Is it the fault of higher density? No.
It is the fault of a culture that tolerates disruptive behavior. Higher density has only brought more of it to her doorstep.
And what can the quiet 90% do about it? Socially pressure the anti-social people? This provokes even more disruption in retaliation and stands a non-negligible chance of getting you stabbed. Calling the police with noise complaints is ineffectual, as soon as the police leave the disruption will become even worse just to spite everybody else. NIMBYism is the most proximate and pragmatic solution; stop the problem from occurring in the first place.
Take San Francisco. A huge proportion of the housing stock is rent-controlled (everything pre 1979) to try and make it accessible price-wise to low income renters, effectively forcing a ton of housing stock to lock in artificially low prices the same as public housing. This hasn't fixed it, and may have made it worse due to perverse incentives for landlords / building owners. Meanwhile it remains arguably the most difficult major city in North America to build new housing in, especially infill on existing residential properties.
I moved back to Portland, OR the last few years, and the pace of housing development and policy is dramatically better. Single family zoning is illegal. You have people in rich neighborhoods adding ADUs like crazy, and developers knocking down outdated single family homes to increase density in desirable neighborhoods. New mixed use buildings are springing up all along major transit corridors in walkable/bikeable neighborhoods. Prices for new homes and luxury apartments are inaccessibly high, but all of this takes pressure off the low end of rental stock. There is also public housing being built, but it is monumentally dwarfed by private development.
https://www.nytimes.com/2023/05/23/magazine/vienna-social-ho...
Everyone with exposure to tech stocks got extremely rich, including hedge funds. So all home owners are either those that had houses before the bust, those that had money before the housing bust and bought houses during the bust, or those that became very wealthy from tech stocks and bought houses. That raised the price of houses to unaffordable levels, and now hedge funds with all their tech wealth are buying homes to turn most people into renters. There's no room for the Have Nots to buy houses anymore. If you don't currently have a house, and you don't make millions on the stock market, there's no way you're ever going to be able to afford a house.
We need a housing crash, but the Fed will never allow it, and hedge funds know this. That's why supply remains tight. Only rich people are currently buying houses, and it won't change regardless of interest rates. Hedge funds have to suffer catastrophic losses in order for supply to reenter the market.
"Nice place!" I said to many of my professors. "How'd you afford this part of town?"
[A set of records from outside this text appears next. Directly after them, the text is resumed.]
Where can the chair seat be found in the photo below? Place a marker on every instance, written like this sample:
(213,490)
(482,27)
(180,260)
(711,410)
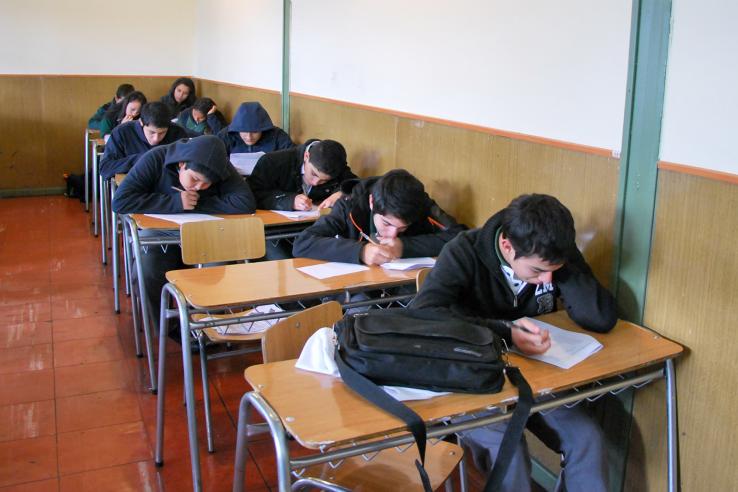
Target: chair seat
(391,470)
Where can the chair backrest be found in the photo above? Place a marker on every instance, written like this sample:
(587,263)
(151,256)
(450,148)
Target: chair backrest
(212,241)
(420,277)
(285,339)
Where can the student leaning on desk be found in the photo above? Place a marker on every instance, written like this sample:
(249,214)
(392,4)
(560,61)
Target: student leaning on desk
(187,175)
(517,265)
(380,219)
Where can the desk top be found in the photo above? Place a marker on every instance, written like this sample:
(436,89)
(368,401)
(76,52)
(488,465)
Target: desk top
(270,219)
(273,281)
(319,410)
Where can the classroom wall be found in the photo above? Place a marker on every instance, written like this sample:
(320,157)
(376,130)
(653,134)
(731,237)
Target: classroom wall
(694,259)
(551,69)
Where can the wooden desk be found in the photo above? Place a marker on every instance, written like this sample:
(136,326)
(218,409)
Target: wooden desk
(216,288)
(320,412)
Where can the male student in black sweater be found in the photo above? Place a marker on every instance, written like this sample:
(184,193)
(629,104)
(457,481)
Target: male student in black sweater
(300,177)
(131,140)
(377,220)
(518,264)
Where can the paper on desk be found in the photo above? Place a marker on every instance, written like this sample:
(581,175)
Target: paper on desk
(568,348)
(318,356)
(244,162)
(184,218)
(298,214)
(249,327)
(409,263)
(332,269)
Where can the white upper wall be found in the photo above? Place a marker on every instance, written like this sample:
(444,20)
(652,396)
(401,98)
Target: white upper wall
(138,37)
(551,69)
(240,42)
(701,104)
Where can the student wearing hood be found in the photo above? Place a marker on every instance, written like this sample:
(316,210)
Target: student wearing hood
(252,131)
(189,175)
(131,140)
(203,118)
(180,96)
(378,220)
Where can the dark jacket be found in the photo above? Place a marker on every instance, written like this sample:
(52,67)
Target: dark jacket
(252,117)
(277,179)
(211,126)
(96,119)
(127,143)
(148,187)
(468,281)
(337,237)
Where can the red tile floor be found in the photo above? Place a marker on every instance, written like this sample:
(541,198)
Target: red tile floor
(74,411)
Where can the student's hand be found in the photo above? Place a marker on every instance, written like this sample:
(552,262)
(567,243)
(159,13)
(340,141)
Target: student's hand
(376,254)
(394,246)
(536,342)
(302,202)
(328,202)
(189,199)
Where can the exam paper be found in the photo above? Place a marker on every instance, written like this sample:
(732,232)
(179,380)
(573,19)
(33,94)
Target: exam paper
(183,218)
(332,269)
(409,263)
(568,348)
(245,162)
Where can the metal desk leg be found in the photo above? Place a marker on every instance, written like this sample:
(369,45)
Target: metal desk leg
(133,231)
(87,169)
(93,153)
(672,427)
(114,245)
(276,429)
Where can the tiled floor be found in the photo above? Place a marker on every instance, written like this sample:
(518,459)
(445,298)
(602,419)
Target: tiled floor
(74,412)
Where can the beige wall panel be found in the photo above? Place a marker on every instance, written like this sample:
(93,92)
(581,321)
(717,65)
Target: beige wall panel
(228,97)
(369,136)
(691,298)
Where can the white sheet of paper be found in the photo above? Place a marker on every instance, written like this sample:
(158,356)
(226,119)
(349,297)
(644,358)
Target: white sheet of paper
(183,218)
(332,269)
(409,263)
(248,328)
(245,162)
(298,214)
(568,348)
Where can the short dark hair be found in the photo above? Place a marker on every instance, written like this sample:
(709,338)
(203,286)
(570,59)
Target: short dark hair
(155,114)
(328,156)
(402,195)
(539,225)
(124,90)
(203,105)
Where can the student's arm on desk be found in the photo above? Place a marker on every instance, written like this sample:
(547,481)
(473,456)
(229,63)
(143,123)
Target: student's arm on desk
(587,302)
(319,241)
(230,196)
(137,194)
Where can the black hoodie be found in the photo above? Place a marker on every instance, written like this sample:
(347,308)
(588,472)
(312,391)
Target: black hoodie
(337,236)
(468,281)
(148,188)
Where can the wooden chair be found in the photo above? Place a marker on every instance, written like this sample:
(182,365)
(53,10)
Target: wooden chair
(389,469)
(217,241)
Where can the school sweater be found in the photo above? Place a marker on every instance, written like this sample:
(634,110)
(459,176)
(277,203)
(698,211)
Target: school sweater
(277,179)
(468,281)
(148,187)
(127,143)
(337,236)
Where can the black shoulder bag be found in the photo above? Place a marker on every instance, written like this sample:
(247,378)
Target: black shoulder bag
(428,350)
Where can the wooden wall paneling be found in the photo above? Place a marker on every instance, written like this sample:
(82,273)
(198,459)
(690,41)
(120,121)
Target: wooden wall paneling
(228,97)
(691,299)
(369,136)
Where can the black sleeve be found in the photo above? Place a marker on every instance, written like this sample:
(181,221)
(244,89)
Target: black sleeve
(327,238)
(587,302)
"Oh, housing crashes happen periodically" said the professors. "Find where you want to be, save money outside the markets, and just wait."
So I rented too small a place for over 5 years, saved, and waited. Sure enough, Covid tanked prices and interest rates yet my down payment was fine because I had kept it outside of the markets.
This approach is not hard. It just can take a decade.
YMMV.
All the flats I've lived in outside of the USA (Tokyo, Berlin, Oslo, Brest, Utrecht) were super walkable, had landlords that treated me like a person, and was not made out of cardboard.
I guess my point is either get a flat outside of the USA or get one with a bad ass owl.
There are nice apartments in the USA, I'm in Seattle, everyone of my friends live in apartments and they are nice. I live in an old building from the 60s, but the apartment is great.
The problem is that there aren't enough apartments.
California is at least trying to fix their broken housing policy. No clue if they'll succeed but I think it's realistically possible.
For 2, the purchaser will likely improve the neighborhood and schools. For 3 they improve the housing stock. For 4 they bring desirable skills to employers who cannot otherwise afford to pay for such skills.
Proverbially "Go west, young [person]!" and all that.
If we still had a culture of formal coming-of-age rites, building your own small house on a little gifted land would be a good one.